SES: Bridging the Gap Between Explainability and Prediction of Graph Neural Networks

TL;DR

This paper introduces SES, a self-explained and self-supervised GNN that jointly improves prediction accuracy and interpretability by generating explanations during training and enhancing representations through contrastive learning.

Contribution

SES uniquely combines explainable training with contrastive learning to improve both interpretability and prediction performance of GNNs.

Findings

SES produces high-quality explanations of node features and subgraphs.

SES improves prediction accuracy through contrastive learning.

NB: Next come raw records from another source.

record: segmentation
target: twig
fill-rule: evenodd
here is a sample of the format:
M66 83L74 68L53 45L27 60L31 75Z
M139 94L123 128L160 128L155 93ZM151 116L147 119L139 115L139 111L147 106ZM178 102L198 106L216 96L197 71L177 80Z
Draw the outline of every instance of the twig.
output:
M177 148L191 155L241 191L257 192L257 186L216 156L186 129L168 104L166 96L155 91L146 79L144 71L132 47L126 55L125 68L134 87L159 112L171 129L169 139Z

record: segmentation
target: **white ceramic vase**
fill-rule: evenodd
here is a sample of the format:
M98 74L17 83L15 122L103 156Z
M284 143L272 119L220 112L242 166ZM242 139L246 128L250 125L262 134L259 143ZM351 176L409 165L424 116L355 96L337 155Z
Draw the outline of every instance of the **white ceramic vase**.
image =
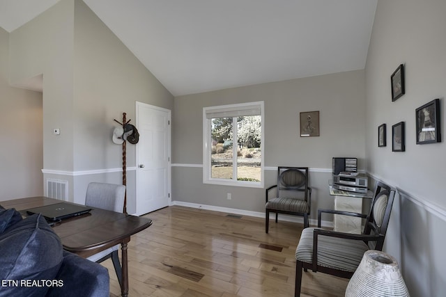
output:
M409 296L398 262L378 250L365 252L346 290L346 297Z

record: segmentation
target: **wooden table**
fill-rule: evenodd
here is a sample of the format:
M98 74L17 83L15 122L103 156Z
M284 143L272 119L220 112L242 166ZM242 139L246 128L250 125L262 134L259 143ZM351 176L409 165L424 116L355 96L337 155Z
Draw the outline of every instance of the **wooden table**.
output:
M31 197L1 201L6 209L15 208L26 216L24 209L60 203L46 197ZM60 237L66 250L84 258L118 243L121 245L123 280L121 293L128 295L127 245L130 236L152 225L152 220L92 207L89 214L62 220L53 230Z

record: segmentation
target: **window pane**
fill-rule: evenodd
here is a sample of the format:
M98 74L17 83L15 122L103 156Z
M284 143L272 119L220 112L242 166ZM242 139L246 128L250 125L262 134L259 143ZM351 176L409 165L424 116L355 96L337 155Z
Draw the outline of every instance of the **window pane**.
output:
M232 179L232 118L212 119L211 178Z
M237 118L237 180L261 181L261 120L260 115Z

SES reduces explanation generation time compared to existing methods.

Abstract

Despite the Graph Neural Networks' (GNNs) proficiency in analyzing graph data, achieving high-accuracy and interpretable predictions remains challenging. Existing GNN interpreters typically provide post-hoc explanations disjointed from GNNs' predictions, resulting in misrepresentations. Self-explainable GNNs offer built-in explanations during the training process. However, they cannot exploit the explanatory outcomes to augment prediction performance, and they fail to provide high-quality explanations of node features and require additional processes to generate explainable subgraphs, which is costly. To address the aforementioned limitations, we propose a self-explained and self-supervised graph neural network (SES) to bridge the gap between explainability and prediction. SES comprises two processes: explainable training and enhanced predictive learning. During explainable training, SES employs a global mask generator co-trained with a graph encoder and directly produces crucial structure and feature masks, reducing time consumption and providing node feature and subgraph explanations. In the enhanced predictive learning phase, mask-based positive-negative pairs are constructed utilizing the explanations to compute a triplet loss and enhance the node representations by contrastive learning.